Frank Richard Ahlgren III, pleaded guilty today to filing a tax return that underreported his capital gains from the sale of bitcoin, according to the U.S. Department of Justice.

Ahlgren, an early bitcoin investor, failed to accurately report his cryptocurrency profits, leading to a significant tax loss to the Internal Revenue Service (IRS).

Ahlgren faces a maximum sentence of three years in prison

Between 2017 and 2019, Ahlgren underreported or did not report the sale of over $4 million worth of bitcoin. In 2015, Ahlgren purchased around 1,366 bitcoins when the cryptocurrency was valued at under $500 each. By October 2017, he sold 640 bitcoins for approximately $3.7 million, using the proceeds to buy a home in Park City, Utah. However, when filing his 2017 tax return, Ahlgren inflated the cost basis of the bitcoins to reduce his capital gain liability.

In addition, Ahlgren sold more than $650,000 worth of bitcoin in 2018 and 2019, but failed to report these transactions on his tax returns for those years. The total tax loss to the IRS due to Ahlgren’s actions exceeded $550,000.

Ahlgren now faces a maximum sentence of three years in prison, along with possible supervised release, restitution, and monetary penalties. His sentencing will be determined by a federal district court judge based on U.S. Sentencing Guidelines.

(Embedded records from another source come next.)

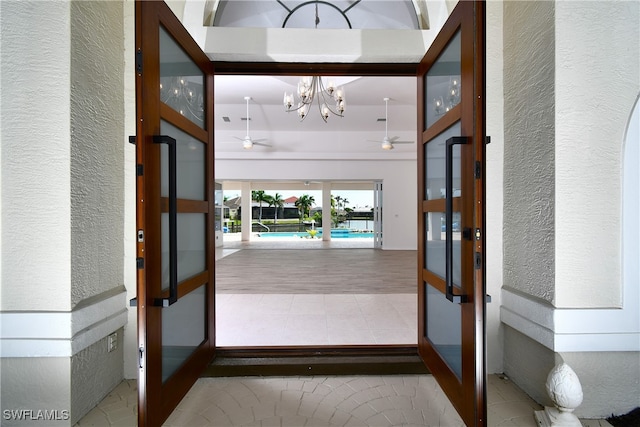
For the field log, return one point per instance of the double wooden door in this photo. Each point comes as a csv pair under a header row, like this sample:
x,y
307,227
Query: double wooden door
x,y
176,210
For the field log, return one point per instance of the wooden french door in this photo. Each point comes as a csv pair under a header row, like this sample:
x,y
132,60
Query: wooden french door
x,y
451,226
175,211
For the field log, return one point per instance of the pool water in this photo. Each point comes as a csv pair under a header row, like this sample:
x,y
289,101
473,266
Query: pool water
x,y
335,234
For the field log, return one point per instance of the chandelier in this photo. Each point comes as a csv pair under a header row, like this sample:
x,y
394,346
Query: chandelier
x,y
313,88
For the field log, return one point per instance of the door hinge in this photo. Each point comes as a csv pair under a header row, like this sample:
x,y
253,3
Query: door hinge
x,y
140,357
139,61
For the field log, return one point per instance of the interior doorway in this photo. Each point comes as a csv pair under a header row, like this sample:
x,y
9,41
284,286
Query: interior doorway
x,y
357,308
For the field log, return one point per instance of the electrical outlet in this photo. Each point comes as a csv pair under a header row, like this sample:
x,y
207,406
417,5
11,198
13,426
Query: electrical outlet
x,y
112,342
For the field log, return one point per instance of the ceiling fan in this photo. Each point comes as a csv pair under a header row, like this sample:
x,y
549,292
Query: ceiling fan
x,y
387,143
247,142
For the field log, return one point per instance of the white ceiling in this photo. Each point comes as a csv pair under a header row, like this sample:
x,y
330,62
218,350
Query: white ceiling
x,y
287,134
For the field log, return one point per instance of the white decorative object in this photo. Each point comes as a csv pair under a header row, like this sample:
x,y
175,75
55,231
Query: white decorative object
x,y
565,390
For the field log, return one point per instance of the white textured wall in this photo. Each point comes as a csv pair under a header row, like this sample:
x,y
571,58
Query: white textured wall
x,y
97,185
97,148
129,238
399,194
597,81
494,179
529,165
36,245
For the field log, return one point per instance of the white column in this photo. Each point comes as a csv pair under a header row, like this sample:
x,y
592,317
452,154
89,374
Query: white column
x,y
326,211
246,211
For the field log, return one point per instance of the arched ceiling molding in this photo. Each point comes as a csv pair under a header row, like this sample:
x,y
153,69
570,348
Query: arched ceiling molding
x,y
420,6
271,44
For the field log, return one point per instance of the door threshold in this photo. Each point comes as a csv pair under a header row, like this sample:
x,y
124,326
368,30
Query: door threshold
x,y
323,360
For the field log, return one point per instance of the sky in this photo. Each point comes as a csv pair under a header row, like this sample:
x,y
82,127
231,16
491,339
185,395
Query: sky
x,y
355,198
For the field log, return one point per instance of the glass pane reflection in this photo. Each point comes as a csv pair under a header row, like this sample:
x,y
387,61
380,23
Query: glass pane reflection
x,y
181,80
183,330
444,328
191,246
443,85
435,188
190,164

The case is being investigated by the IRS Criminal Investigation Division and the Texas Office of Attorney General. The Department of Justice’s Tax Division, along with the U.S. Attorney’s Office for the Western District of Texas, are handling the prosecution.

IRS demands that any crypto transaction over $10,000 be reported

U.S. authorities are tightening regulations on cryptocurrency transactions, intensifying their focus on capital gains from Bitcoin and other digital assets. This move follows the rise in cryptocurrency trading and the significant gains often associated with it. Recent amendments to the tax code now require taxpayers to report all crypto transactions, including trades, sales, and even airdrops. The IRS introduced these regulations to close the tax gap resulting from underreported crypto earnings.

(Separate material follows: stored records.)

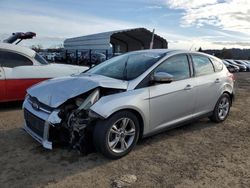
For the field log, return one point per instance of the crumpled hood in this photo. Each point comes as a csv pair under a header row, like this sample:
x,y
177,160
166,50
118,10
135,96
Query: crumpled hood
x,y
56,91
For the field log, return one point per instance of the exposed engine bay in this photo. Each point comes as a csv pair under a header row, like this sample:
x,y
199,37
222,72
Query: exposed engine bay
x,y
77,120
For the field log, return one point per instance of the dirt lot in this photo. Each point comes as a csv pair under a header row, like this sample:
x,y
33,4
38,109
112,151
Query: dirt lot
x,y
202,154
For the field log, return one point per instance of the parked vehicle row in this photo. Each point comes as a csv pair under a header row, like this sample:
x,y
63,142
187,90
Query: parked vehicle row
x,y
237,65
127,97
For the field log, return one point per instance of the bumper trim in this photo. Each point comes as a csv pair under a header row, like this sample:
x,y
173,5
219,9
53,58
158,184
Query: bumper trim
x,y
45,143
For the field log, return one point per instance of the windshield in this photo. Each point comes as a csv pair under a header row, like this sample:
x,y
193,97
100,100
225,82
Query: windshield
x,y
40,59
128,66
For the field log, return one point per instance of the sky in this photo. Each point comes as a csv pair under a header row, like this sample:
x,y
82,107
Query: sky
x,y
185,24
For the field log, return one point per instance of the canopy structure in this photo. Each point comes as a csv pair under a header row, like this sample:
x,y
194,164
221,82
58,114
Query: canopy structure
x,y
118,41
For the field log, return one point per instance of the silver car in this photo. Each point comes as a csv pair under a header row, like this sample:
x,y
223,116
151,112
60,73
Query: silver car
x,y
128,97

For the 2024 tax season, the IRS demands that any crypto transaction over $10,000 be reported, following new rules from the bipartisan infrastructure bill signed into law in 2021. This includes reporting personal details such as the sender’s name, address, and social security number for transactions conducted through crypto exchanges or custodians. This change aims to increase transparency and compliance, as many early adopters of crypto had avoided declaring their substantial profits.

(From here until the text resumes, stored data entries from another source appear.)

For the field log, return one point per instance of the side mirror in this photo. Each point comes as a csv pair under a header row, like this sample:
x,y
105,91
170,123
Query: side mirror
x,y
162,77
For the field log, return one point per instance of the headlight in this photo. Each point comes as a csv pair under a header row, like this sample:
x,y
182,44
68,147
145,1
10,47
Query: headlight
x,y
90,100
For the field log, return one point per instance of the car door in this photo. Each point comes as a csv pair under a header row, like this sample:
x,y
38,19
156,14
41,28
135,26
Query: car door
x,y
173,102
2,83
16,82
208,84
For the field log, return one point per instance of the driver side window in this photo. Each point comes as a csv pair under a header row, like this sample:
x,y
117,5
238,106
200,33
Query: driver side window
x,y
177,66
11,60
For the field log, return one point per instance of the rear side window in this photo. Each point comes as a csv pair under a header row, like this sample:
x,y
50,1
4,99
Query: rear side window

Moreover, crypto owners must now use Form 8949 and Schedule D to record every transaction, calculating gains and losses based on the holding period (short or long-term). This requires accurate records of the cost basis and transaction dates to ensure proper taxation. As IRS scrutiny increases, non-compliance risks steep penalties, including felony charges in extreme cases.

The authorities’ intensified efforts reflect the growing importance of crypto regulation as these assets become more integrated into the broader economy. As a result, investors and traders need to stay updated on their obligations to avoid penalties​.